I come back to awareness and I am again confronted with my situation, but its different now. I know that bliss is there, always there, and only a tired mind has trouble finding it. All stress and anxiety are temporary if you believe it so, and only the contrary if you fool yourself.
If I am to believe happiness is there, and I can find it, so it is. If I am to believe happiness is gone, and forgotten, so it is.
You and I will take comfort in the fact that things happen, stress happens, but those experiences are always worth having. Beyond the experience itself, in time spent alone, however, happiness is only a thought away.
I just joined this community yesterday and this is the first thing I read today as I steal a few moments of quiet in the house before I head off to 11 hours at the office to join a rat race that I have never felt I belonged to.
I’m 42 years old and just finished two educational programs last fall (B.S. in Occupational Safety and Health and the health coaching program at IIN). I worked 12 hour rotational shifts in dispatch for the power company while I was going through college and volunteered as an EMT in my hometown when I wasn’t at work. Every step of the way I had to take time out for myself and remind myself and my family that what I was doing (though difficult and time-consuming) was temporary. It was one of the many steps that I needed to take to be able to turn my life in the direction that I wanted to go. Maybe it’s because of this that I connected with your story. Regardless of “why”, I’m glad that you wrote it, and glad that I happened to find it this morning. Thank you.
Is it possible that all the turmoil and emotional upheaval is the means by which your subconscious, or soul if you prefer, is telling you that where you are and/or what your doing there is out of alignment with what you really desire. Is that the only place to get a PhD. “if you believe it so” . What do you expect to do with your PhD. What’s the return for all the time, money, and heartache. Are you just creating another file to put in a regrets folder. I only suggest you take a close look at where it can lead. I had a similar experience . I considered getting a PhD. , but the combination of a boring town and even more boring classes all towards
something with limited potential. I wanted to explore, The PhD wanted me to conform. Unless You have a clear idea of where you’re heading , or are willing to be satisfied by a framed certificate from a no name school hanging on the wall, you might want to consider the out of alignment thing and release yourself back into the land of the free. Good luck with whatever you chose!
I won’t be using my PhD for anything, and the knowledge I’m accumulating from it isn’t the applied stuff – its the theoretical. The amount I learn about chemistry, physics, evolution (Which interest me a great deal) is phenomenal and I really enjoy this.
I am leaving the option open for abandoning ship at any time. I may stop soon and just get a masters. My eventual plan is to teach or own a greenhouse. Both of which would help from having a PhD, but won’t require it.
I have thought a lot about this, a great deal. Even though I may not use this PhD it is not something I’m going to regret, as I know I still have decades of full life after I finish. If I teach, I have summers off…

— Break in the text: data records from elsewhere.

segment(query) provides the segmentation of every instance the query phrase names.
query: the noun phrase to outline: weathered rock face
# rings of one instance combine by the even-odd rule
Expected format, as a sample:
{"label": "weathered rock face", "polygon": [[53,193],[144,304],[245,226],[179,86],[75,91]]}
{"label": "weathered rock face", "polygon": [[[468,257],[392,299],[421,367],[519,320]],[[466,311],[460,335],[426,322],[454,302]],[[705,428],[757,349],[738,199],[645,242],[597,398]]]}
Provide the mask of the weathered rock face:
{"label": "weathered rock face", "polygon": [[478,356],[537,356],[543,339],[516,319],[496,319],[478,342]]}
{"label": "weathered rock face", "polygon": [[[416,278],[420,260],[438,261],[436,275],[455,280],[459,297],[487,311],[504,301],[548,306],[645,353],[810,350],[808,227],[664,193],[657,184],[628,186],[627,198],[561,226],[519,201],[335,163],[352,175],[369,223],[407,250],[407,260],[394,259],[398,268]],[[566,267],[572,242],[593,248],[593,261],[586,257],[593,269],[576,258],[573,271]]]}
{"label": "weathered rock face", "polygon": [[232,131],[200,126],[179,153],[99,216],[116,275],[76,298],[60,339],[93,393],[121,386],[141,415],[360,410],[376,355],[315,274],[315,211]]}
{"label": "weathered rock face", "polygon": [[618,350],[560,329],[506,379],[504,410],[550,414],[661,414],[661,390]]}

But on the deepest level, my subconscious is telling me to leave society all together. To build a hut somewhere, fish, hunt, gather. That is what it is telling me. There is no inbetween here. I would need to become a nomad, or I need to stick out my plans with a greenhouse, and just live life like the ‘normals’.
If I could explain to my parents that I’m going to become a homeless man in new zealand for some time, perhaps the subconscious would settle down.